The headlines reflect a lot of what has been going on this week.
The Independent on Sunday claims that clerics at St Paul's cathedral have suppressed a highly critical report into the moral standards of bankers.
The paper adds that the report, based on a survey of 500 City workers who were asked whether they thought they were worth their lucrative salaries and bonuses, was due to be published last Thursday, the day that the Canon Chancellor of St Paul's, Giles Fraser, resigned in protest at the church's tough stance.
The Telegraph turns its attention to Syria with an interview with its president, Bashar al-Assad who warns the West that action against his country would cause an "earthquake" that would "burn the whole region".
The interview came as thousands of anti-government demonstrators took to the streets in two Syrian cities on Friday to demand the imposition of a Libyan-style no-fly zone over the country.
Europe has been at the top of the news agenda for most of the week and the Observer carries an interview with Nick Clegg who tells the paper that the coalition will not take back powers from Brussels and calls EU debate a 'dangerous distraction'
Meanwhile the Times carries a waring from Isabel Oakeshott the Europe minister who warns of an inherent risk the euro crisis will split the region into two camps, leaving the UK at a disadvantage.
It leads with the news that all women are to get right to caesareans.The paper says that the NHS will have to make the operation available to all healthy women, according to new guidelines on birth choice to be published next week.
The Sunday Mirror looks to the events in the Bristol courtroom that saw Joanna Yeates' killer found guilty of murder on Friday.It reports that another girl had a narrow escape.
The vice girl’s detailed account, says the paper, provides a disturbing insight into the mind of a man we now know liked to watch violent pornography showing women being choked during sex.
Princess Butterfly, 23, is now haunted by the parallels between her bizarre sex session and Jo’s murder just 15 days later.
Meanwhile the Mail reports that how the parents of Tabak's former gilrfriend Tanja Morson told of her lucky escape from the 33-year-old Dutchman and how they are thanking a 'guardian angel' that she is still alive.

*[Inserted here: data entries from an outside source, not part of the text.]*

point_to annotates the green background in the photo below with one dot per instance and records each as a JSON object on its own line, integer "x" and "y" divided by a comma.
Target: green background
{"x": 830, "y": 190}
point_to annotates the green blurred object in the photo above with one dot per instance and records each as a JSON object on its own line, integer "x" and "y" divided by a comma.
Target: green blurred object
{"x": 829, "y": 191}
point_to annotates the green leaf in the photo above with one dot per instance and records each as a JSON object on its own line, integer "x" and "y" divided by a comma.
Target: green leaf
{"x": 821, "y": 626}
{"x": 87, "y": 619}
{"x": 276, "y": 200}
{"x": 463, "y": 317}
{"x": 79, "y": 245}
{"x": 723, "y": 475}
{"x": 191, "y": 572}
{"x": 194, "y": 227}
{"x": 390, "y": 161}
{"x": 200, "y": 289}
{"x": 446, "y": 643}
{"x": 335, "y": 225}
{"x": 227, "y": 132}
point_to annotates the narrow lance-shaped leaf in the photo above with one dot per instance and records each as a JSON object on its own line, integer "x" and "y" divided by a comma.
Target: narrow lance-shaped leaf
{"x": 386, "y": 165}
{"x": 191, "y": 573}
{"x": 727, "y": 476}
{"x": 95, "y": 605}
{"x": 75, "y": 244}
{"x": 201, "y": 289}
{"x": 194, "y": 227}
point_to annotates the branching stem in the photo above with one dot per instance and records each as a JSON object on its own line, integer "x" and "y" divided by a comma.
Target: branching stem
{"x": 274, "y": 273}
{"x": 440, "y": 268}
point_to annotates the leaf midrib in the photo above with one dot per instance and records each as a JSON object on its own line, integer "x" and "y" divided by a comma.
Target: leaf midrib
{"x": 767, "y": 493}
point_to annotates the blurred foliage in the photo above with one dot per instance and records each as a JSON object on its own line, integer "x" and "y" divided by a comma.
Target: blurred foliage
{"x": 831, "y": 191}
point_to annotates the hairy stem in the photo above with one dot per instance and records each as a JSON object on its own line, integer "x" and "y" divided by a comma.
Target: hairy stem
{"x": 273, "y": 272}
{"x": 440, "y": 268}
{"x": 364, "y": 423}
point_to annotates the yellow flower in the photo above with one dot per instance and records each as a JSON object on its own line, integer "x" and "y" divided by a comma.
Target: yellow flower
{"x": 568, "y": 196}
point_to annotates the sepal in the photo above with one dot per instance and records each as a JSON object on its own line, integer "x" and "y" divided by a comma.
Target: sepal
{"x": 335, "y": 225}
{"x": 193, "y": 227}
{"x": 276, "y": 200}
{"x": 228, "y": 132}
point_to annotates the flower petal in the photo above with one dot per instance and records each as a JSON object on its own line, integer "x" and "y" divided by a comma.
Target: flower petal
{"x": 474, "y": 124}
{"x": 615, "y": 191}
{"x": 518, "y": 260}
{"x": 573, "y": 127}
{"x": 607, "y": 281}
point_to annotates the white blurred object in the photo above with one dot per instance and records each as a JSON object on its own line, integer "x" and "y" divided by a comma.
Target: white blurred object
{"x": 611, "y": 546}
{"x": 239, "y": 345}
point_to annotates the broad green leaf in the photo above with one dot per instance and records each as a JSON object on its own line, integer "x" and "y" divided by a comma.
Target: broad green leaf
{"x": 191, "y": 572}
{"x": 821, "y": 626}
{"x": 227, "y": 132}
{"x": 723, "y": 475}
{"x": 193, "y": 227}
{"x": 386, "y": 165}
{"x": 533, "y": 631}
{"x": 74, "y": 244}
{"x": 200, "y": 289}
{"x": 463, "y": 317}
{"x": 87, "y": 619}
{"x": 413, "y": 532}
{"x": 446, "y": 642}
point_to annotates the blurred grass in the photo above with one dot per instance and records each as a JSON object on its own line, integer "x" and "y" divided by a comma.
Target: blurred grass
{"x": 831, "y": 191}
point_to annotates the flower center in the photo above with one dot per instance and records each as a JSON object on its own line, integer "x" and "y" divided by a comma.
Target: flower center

It leads with an exclusive,claiming that confidential documents leaked to it reveal that the postal service has stopped giving priority to first-class letters and packages posted on Saturdays.
The move says the paper means that the company has already made an estimated £4 million from customers needlessly putting first-class stamps on post that has been treated the same as second class.
The Sunday Express leads with the news that the army have been put on alert this winter to save the frail and elderly if this winter is as devastating as last year.
It says that health secretary Andrew Lansley will unveil the country’s first co-ordinated Cold Weather Plan on Tuesday.